Developing a Generalized Elo Rating System for Multiplayer Games

And using it to prove that I’m a terrible poker player

September 26, 2021 | ~2700 words | 13 min read

I originally wrote this post on Towards Data Science before moving it here.

Elo is perhaps the best know rating system. It was originally invented to measure the relative skill of chess players, and it’s been applied to many other games since then. In recent years Elo has been popularized by FiveThirtyEight—for example, they use it for their NFL predictions. (A common misconception: Elo is not an acronym! The Elo rating system is named after its creator, Arpad Elo.)

Elo’s greatest strength is its simplicity. Each player (or team) has some rating before a game is played, and after we observe the outcome of the game we use a simple formula to calculate each player’s new Elo rating. That makes it easy to track each player’s rating over time. The ratings change as you would expect. Winning always improves a player’s rating and losing always hurts it. Beating a strong player is worth more than beating a weaker player. (More on the mathematical details later.)
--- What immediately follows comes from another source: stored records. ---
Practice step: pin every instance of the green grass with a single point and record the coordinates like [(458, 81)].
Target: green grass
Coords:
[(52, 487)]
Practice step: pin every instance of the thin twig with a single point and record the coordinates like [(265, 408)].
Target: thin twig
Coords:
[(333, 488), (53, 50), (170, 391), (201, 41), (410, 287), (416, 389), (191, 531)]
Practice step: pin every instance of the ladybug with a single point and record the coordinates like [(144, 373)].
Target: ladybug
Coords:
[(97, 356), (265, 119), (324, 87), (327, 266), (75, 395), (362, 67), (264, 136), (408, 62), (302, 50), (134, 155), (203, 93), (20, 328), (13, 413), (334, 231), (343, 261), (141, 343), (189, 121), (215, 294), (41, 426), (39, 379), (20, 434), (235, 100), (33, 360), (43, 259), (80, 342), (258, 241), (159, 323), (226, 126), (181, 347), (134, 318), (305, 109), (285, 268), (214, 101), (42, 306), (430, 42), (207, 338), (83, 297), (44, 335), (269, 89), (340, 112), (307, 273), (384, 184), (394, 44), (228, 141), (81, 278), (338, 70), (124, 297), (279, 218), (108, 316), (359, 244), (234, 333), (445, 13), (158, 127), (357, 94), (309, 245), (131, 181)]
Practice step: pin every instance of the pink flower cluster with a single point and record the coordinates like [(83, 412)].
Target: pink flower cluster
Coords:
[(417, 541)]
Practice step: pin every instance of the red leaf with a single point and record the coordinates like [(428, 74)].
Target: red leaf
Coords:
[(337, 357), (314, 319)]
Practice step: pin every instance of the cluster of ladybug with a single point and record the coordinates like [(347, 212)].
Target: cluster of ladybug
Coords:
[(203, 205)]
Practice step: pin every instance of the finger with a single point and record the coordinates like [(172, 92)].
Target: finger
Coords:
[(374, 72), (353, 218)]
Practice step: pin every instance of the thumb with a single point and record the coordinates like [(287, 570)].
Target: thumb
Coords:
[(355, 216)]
An obvious shortcoming is that Elo only works for two-player games. Lots of games have more than two players—races, video games, board games, and so on—and we might want to assign ratings to players in those games. It would be nice to have a simple rating system for those games, but we’ll have to look beyond standard Elo.

I became motivated to build a multiplayer rating system after playing poker games with my friends. Poker was one of our quarantine hobbies during the COVID-19 pandemic. Once a week or so we’d hop on a video call, chip in a few dollars each, and play poker for a few hours. It was a good way to have socially distanced fun, but there was one big problem: I’m not a good poker player. That’s what I thought at the beginning, anyway, but I quickly realized I was wrong. I am a terrible poker player.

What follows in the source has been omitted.